«Più di ogni altra arte il teatro non potrebbe mai essere separato dal luogo dove nasce», diceva Jean Duvignaud, sociologo, drammaturgo e romanziere francese del secolo scorso. Leggendolo al contrario, ci si accorge che, quando i contesti e le persone che li abitano sono investite da metamorfosi importanti, anche il teatro, come forma culturale, è destinato a cambiare. Specialmente se si verificano trasformazioni così profonde e radicali come quelle attraversate da Milano negli ultimi quindici anni, che ne hanno rimodellato il volto facendo perno proprio sulla cultura.
Come è cambiato il teatro a Milano? Quale pezzo di città, oggi, è rappresentato sui palcoscenici delle sue arene culturali? Chi viene raccontato?
C’è una specie di periferia della Renaissance meneghina che proprio il teatro può narrare, portandone sul palcoscenico personaggi e le trame. Se ne incarica, nei weekend fino al 5 dicembre, la prima edizione de “La linea del colore”, rassegna di teatro sociale che va in scena presso lo spazio teatrale Quarta Parete, all’interno della stazione di Porta Vittoria in viale Mugello a Milano.
Un’area di confine della città, a due passi sia dal centro sia da zone che sono oggetto, oggi, di importanti progetti di riqualificazione urbana ,come l’ex-macello in via Molise, dove sorgerà il nuovo campus Ied.
La rassegna si rivolge alle periferie, coinvolte non solo come pubblico ma anche come partner creativo, co-produttore delle pièce e dei contenuti della manifestazione, comprendendo anche la realtà dell’immigrazione. «Lavorare con chi proviene da altri Paesi si è rivelato essenziale nella costruzione del percorso di programmazione», spiegano i promotori della rassegna, la compagnia teatrale Animanera, «chi meglio di loro può raccontare le ferite, i dolori, ma anche la forza che nasce quando si scontra con la vita?».
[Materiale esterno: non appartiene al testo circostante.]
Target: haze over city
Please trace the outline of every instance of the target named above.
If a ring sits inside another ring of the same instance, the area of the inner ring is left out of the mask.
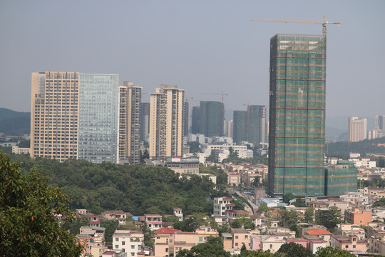
[[[327,116],[384,115],[384,10],[383,1],[3,1],[0,107],[30,111],[31,74],[44,71],[119,74],[143,93],[178,85],[191,106],[224,92],[227,110],[268,107],[270,38],[322,26],[250,19],[324,14],[342,23],[327,31]]]

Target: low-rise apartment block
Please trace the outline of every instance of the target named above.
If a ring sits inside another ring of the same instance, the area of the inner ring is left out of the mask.
[[[162,216],[159,214],[145,214],[145,221],[152,231],[156,231],[162,227]]]
[[[332,247],[347,251],[351,253],[366,253],[367,240],[360,241],[356,236],[332,236],[330,245]]]
[[[235,204],[232,203],[232,198],[228,197],[214,198],[214,216],[226,216],[226,210],[232,210]]]
[[[138,256],[144,248],[144,236],[142,231],[115,230],[113,235],[113,250],[121,250],[128,256]]]

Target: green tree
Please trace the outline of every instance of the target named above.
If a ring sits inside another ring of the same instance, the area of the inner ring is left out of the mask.
[[[147,223],[143,223],[142,224],[142,232],[144,236],[144,243],[145,246],[154,247],[155,240],[153,239],[155,235],[155,232],[151,230],[147,225]]]
[[[294,199],[294,196],[292,193],[287,193],[283,195],[282,198],[284,203],[289,203],[289,201]]]
[[[314,208],[312,207],[307,208],[304,213],[304,221],[312,224],[314,223]]]
[[[334,230],[335,226],[342,222],[341,212],[332,206],[329,210],[319,211],[315,215],[316,223],[324,226],[329,230]]]
[[[316,253],[317,257],[354,257],[355,255],[349,252],[341,250],[339,248],[328,246],[325,248],[320,247]]]
[[[180,251],[176,257],[230,257],[231,254],[223,250],[220,237],[209,236],[206,243],[198,243],[188,250]]]
[[[0,151],[0,253],[7,256],[78,256],[83,246],[59,225],[58,214],[73,218],[68,198],[36,170],[21,174]]]
[[[284,257],[312,257],[314,255],[304,246],[291,242],[282,244],[277,251],[277,256]]]
[[[294,203],[293,203],[293,205],[295,206],[295,207],[306,207],[307,205],[305,203],[305,202],[304,201],[304,200],[301,199],[301,198],[297,198]]]

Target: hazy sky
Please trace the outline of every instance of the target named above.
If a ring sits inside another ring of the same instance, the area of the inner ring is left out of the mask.
[[[0,107],[29,111],[31,73],[115,74],[155,91],[185,89],[191,105],[269,104],[270,39],[327,31],[327,115],[385,115],[385,1],[0,1]],[[149,100],[143,96],[143,101]]]

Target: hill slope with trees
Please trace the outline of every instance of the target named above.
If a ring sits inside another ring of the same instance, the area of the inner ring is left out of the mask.
[[[23,171],[40,166],[50,178],[50,183],[59,186],[71,197],[73,208],[87,208],[100,213],[105,210],[121,209],[133,215],[158,213],[171,214],[179,207],[183,214],[210,213],[210,196],[222,196],[207,177],[179,178],[163,166],[95,164],[84,160],[60,163],[42,158],[21,163]]]
[[[31,131],[31,113],[0,108],[0,132],[12,136],[28,134]]]

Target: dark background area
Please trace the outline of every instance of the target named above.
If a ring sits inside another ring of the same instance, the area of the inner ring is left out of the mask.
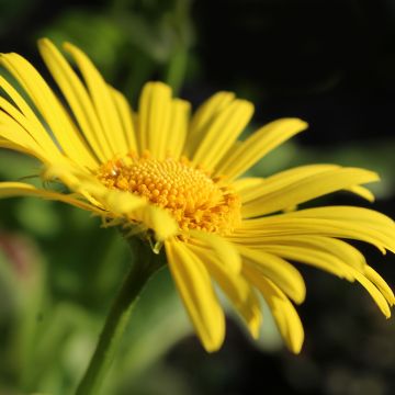
[[[127,9],[156,20],[165,7],[159,3],[131,1]],[[109,7],[104,0],[10,4],[0,1],[0,48],[23,53],[35,64],[35,40],[48,25],[70,9],[105,18]],[[311,128],[297,138],[301,158],[292,162],[327,162],[338,153],[353,153],[356,165],[384,168],[386,183],[395,182],[395,1],[205,0],[192,3],[191,21],[194,38],[182,97],[199,103],[217,90],[233,90],[256,103],[257,124],[302,117]],[[123,48],[121,43],[116,49]],[[161,61],[148,68],[147,78],[160,78]],[[123,86],[128,67],[134,66],[121,63],[113,80]],[[327,203],[364,204],[349,196]],[[374,208],[395,217],[394,204],[391,190]],[[394,257],[364,252],[394,285]],[[306,332],[301,356],[261,351],[230,320],[218,353],[207,356],[188,338],[166,356],[168,369],[193,395],[394,394],[393,319],[386,321],[360,287],[314,270],[303,274],[308,293],[298,308]],[[146,391],[162,394],[155,381]]]

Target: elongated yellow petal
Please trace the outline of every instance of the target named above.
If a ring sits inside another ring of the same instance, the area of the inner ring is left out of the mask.
[[[148,149],[154,157],[166,156],[167,137],[171,127],[171,89],[162,82],[144,86],[138,106],[138,144],[140,151]]]
[[[185,144],[191,104],[184,100],[173,100],[171,104],[171,126],[166,136],[166,155],[180,158]]]
[[[264,251],[284,259],[314,266],[318,269],[328,271],[340,279],[346,279],[348,281],[354,280],[353,275],[351,275],[352,268],[328,252],[302,246],[266,246]]]
[[[38,48],[93,151],[101,161],[111,159],[115,153],[82,81],[49,40],[41,40]]]
[[[34,114],[32,109],[27,105],[24,99],[18,93],[18,91],[3,78],[0,76],[0,88],[11,98],[15,105],[11,103],[9,105],[14,106],[15,110],[21,112],[22,115],[15,113],[14,111],[10,112],[10,106],[4,109],[11,116],[13,122],[20,122],[23,127],[25,127],[26,133],[29,133],[40,146],[46,153],[46,157],[57,156],[58,148],[54,144],[53,139],[49,137],[48,133],[45,131],[42,123],[38,121],[37,116]],[[5,100],[2,99],[2,103]],[[9,117],[8,114],[1,114],[1,123],[4,123],[4,120]],[[11,117],[9,117],[11,120]],[[21,122],[22,120],[22,122]],[[12,139],[11,139],[12,142]]]
[[[2,123],[0,124],[0,137],[7,142],[16,144],[19,147],[23,148],[24,153],[29,153],[42,161],[47,161],[46,153],[44,153],[42,147],[23,127],[11,119],[2,120]]]
[[[307,165],[301,166],[294,169],[285,170],[269,178],[249,177],[236,180],[233,182],[233,187],[239,193],[244,203],[253,201],[264,194],[269,194],[279,190],[281,187],[286,187],[291,182],[298,182],[307,177],[325,173],[328,170],[340,169],[337,165]],[[366,188],[361,185],[351,185],[345,188],[366,199],[370,202],[374,201],[374,195]]]
[[[251,336],[258,338],[262,320],[261,309],[259,300],[249,283],[240,274],[227,270],[226,264],[219,262],[210,249],[193,245],[189,245],[188,248],[200,258],[208,273],[232,301],[236,311],[245,319]]]
[[[364,269],[364,274],[383,294],[388,304],[393,306],[395,304],[395,296],[388,284],[384,279],[370,266],[366,266]]]
[[[165,242],[171,274],[187,312],[207,352],[218,350],[225,336],[225,317],[207,270],[182,242]]]
[[[253,113],[253,105],[246,100],[235,100],[223,110],[207,127],[192,163],[214,169],[247,126]]]
[[[133,110],[127,102],[126,98],[116,89],[109,86],[111,93],[114,99],[114,104],[117,110],[120,120],[123,126],[123,133],[125,136],[125,142],[127,144],[127,151],[138,153],[137,142],[136,142],[136,131],[133,122]]]
[[[306,122],[297,119],[271,122],[241,143],[233,156],[219,165],[215,173],[225,176],[227,180],[241,176],[269,151],[304,131],[307,126]]]
[[[366,266],[366,261],[363,255],[358,249],[342,240],[331,237],[323,237],[315,235],[268,235],[260,237],[258,241],[257,238],[253,238],[251,240],[250,236],[253,237],[253,233],[246,232],[244,235],[236,237],[234,240],[235,242],[239,242],[242,246],[261,249],[263,251],[266,250],[267,246],[276,246],[279,248],[281,248],[282,246],[300,246],[304,248],[309,248],[312,250],[318,250],[334,255],[342,262],[350,264],[358,270],[363,271]]]
[[[369,292],[369,294],[372,296],[373,301],[376,303],[384,316],[386,318],[390,318],[391,309],[388,303],[383,296],[383,294],[379,291],[379,289],[368,278],[365,278],[358,271],[356,271],[353,275],[356,276],[357,281]]]
[[[241,270],[241,258],[233,244],[215,234],[190,230],[189,234],[204,246],[208,246],[228,270],[239,273]],[[193,242],[193,239],[191,240]]]
[[[292,303],[272,281],[256,276],[248,266],[244,268],[244,272],[248,281],[262,293],[289,349],[294,353],[300,353],[304,330]]]
[[[18,54],[1,55],[1,64],[16,78],[47,122],[65,154],[77,163],[95,168],[97,161],[66,110],[36,69]]]
[[[206,100],[194,113],[188,134],[184,155],[193,157],[213,120],[235,99],[232,92],[218,92]]]
[[[111,89],[82,50],[70,43],[66,43],[64,48],[71,54],[83,76],[112,153],[127,154],[127,140],[123,133],[122,122]]]
[[[237,247],[242,256],[244,266],[249,267],[249,271],[255,275],[264,275],[278,285],[289,297],[296,303],[302,303],[306,296],[306,286],[301,273],[291,263],[280,256],[268,251]]]
[[[23,182],[0,182],[0,199],[15,196],[36,196],[53,201],[71,204],[76,207],[87,210],[97,214],[102,214],[98,207],[82,202],[70,194],[63,194],[54,191],[41,190]]]
[[[358,169],[340,168],[319,172],[297,181],[281,178],[271,185],[270,192],[262,191],[260,198],[242,207],[244,217],[253,217],[285,210],[312,199],[336,192],[356,184],[377,181],[376,173]]]

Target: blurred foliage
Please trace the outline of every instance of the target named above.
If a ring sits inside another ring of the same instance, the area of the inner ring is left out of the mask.
[[[236,90],[258,103],[259,121],[305,117],[312,132],[268,155],[251,176],[309,162],[371,168],[384,180],[372,189],[394,213],[386,202],[395,191],[395,103],[388,99],[395,95],[395,55],[385,44],[394,35],[395,8],[379,3],[374,13],[373,2],[353,0],[0,0],[0,43],[34,58],[38,37],[70,41],[133,103],[145,81],[159,79],[198,102],[217,88]],[[330,19],[324,23],[325,13]],[[356,140],[368,132],[375,138]],[[40,171],[35,160],[0,151],[1,180],[40,184]],[[76,208],[15,199],[0,201],[0,395],[69,394],[133,257],[114,229]],[[264,304],[258,343],[229,313],[224,349],[206,356],[162,270],[137,304],[102,393],[394,392],[393,325],[382,325],[371,302],[347,284],[306,274],[313,295],[302,307],[307,341],[295,359],[279,352]]]
[[[55,43],[78,43],[101,72],[136,99],[157,78],[179,91],[194,42],[190,0],[115,0],[104,8],[70,8],[38,32]]]

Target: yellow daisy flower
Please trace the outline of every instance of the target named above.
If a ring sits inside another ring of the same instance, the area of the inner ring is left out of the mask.
[[[253,105],[219,92],[190,115],[161,82],[148,82],[133,112],[89,58],[65,44],[82,78],[48,41],[40,50],[63,97],[18,54],[1,56],[20,91],[0,77],[0,147],[43,163],[43,180],[60,193],[29,183],[2,182],[1,196],[58,200],[100,215],[127,237],[163,251],[178,291],[204,348],[217,350],[225,335],[217,283],[258,336],[261,293],[281,335],[300,352],[304,332],[293,303],[305,284],[289,261],[358,281],[386,317],[394,294],[364,257],[342,239],[395,251],[394,222],[354,206],[296,210],[339,190],[373,201],[362,184],[376,173],[336,165],[297,167],[262,178],[241,176],[270,150],[306,128],[297,119],[272,122],[239,140]],[[24,99],[29,98],[29,102]],[[52,183],[49,183],[52,184]]]

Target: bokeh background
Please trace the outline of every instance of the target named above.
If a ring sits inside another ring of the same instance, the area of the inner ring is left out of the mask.
[[[395,1],[0,0],[0,50],[46,75],[42,36],[80,46],[134,104],[143,83],[159,79],[194,104],[236,91],[256,103],[256,125],[308,121],[252,173],[366,167],[383,178],[374,208],[395,217]],[[32,159],[0,150],[1,180],[37,174]],[[318,203],[370,206],[347,194]],[[395,285],[394,257],[359,247]],[[1,395],[72,392],[131,260],[114,230],[77,208],[0,202]],[[225,346],[207,356],[165,270],[142,296],[102,393],[394,394],[394,319],[361,287],[298,268],[307,282],[301,356],[283,348],[268,312],[258,343],[229,312]]]

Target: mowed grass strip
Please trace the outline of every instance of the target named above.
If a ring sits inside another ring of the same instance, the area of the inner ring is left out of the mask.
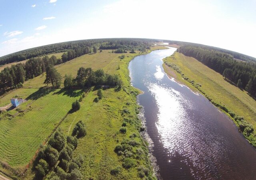
[[[57,58],[61,58],[61,56],[62,55],[62,54],[63,54],[63,52],[59,52],[58,53],[53,53],[53,54],[48,54],[47,56],[48,56],[48,57],[49,57],[49,58],[50,58],[51,57],[52,57],[52,55],[54,55],[56,56],[56,57]],[[2,70],[3,70],[4,69],[4,68],[7,67],[11,67],[12,66],[12,65],[15,65],[16,64],[18,64],[18,63],[23,63],[23,64],[25,64],[26,63],[26,62],[27,62],[27,61],[28,60],[24,60],[22,61],[20,61],[19,62],[12,62],[11,63],[9,63],[8,64],[5,64],[4,65],[0,67],[0,72],[2,71]]]
[[[200,84],[200,88],[214,101],[224,104],[238,115],[243,116],[254,129],[256,128],[256,101],[246,91],[230,84],[221,74],[194,58],[177,52],[175,53],[174,57],[174,59],[167,58],[164,61],[177,65],[185,76],[191,80],[194,80],[195,83]],[[164,67],[166,72],[173,76],[167,70],[171,68],[164,65]],[[196,89],[190,83],[182,79],[180,74],[172,71],[178,81]]]
[[[31,110],[0,120],[1,160],[12,167],[21,167],[28,163],[40,144],[70,110],[72,102],[78,99],[70,94],[80,94],[80,91],[75,93],[60,91],[39,96],[36,92],[31,96],[34,101],[30,105]],[[27,108],[25,105],[20,108],[25,109]]]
Attraverso la collaborazione di una rete di realtà attive in città, come lo Sportello immigrazione del Comune, la Scuola civica di cinema, Teatro Utile, Arte Passante, Rete Corvetto, i Cpia Milano e l’associazione La Tenda, approda così sulla scena del festival un mondo multiforme e variegato della Milano al di là della “circonvalla”, il confine tra “chi è dentro” e “chi è fuori” dalla città dei record di modernità.
C’è la storia surreale del fattorino di uno dei tanti delivery service che d’improvviso, per poco più di un ritardo produttivo, deve difendersi dal sospetto di essere un pericoloso terrorista in lotta contro la gig Economy. O la vita sessuale e affettiva dei “diversi”, messa in scena dai suoi reali protagonisti, come Giorgio Cossu (affetto da tetraparesi spastica), Barbara Apuzzo (artrogriposi), Antonia Monopoli (disfasia di genere), Yudel Collazo (che ha, semplicemente, la pelle nera: ma basta questo per sentirsi diversi). O ancora le autobiografie di giovani immigrati, Victory Oduabong e Zacaria Toure, a cui la rassegna offre un palco e un pubblico.
Un caleidoscopio di storie e di voci che raccontano, ognuna dalla sua prospettiva, la realtà della differenza in tutte le sue forme: di genere, identitaria, sociale, razziale, religiosa, sessuale, generazionale. Il tutto in un luogo – Quarta Parete – che è già una storia a sé.
È nata dall’idea di Anna Ginevra Ongaro, attrice milanese venuta a mancare a trent’anni per un cancro che voleva offrire ai suoi colleghi giovani attori e registi uno spazio per provare, studiare, sperimentare, ricercare. Si sviluppa in una struttura che parla di rigenerazione urbana, la stazione di Porta Vittoria che Rfi, d’accordo col Comune, ha messo a disposizione dell’associazione Artepassante. Sarà quindi attraverso le pareti vetrate e i mezzanini della metro che i passanti, stupiti, potranno assistere agli spettacoli di questa rassegna sui generis.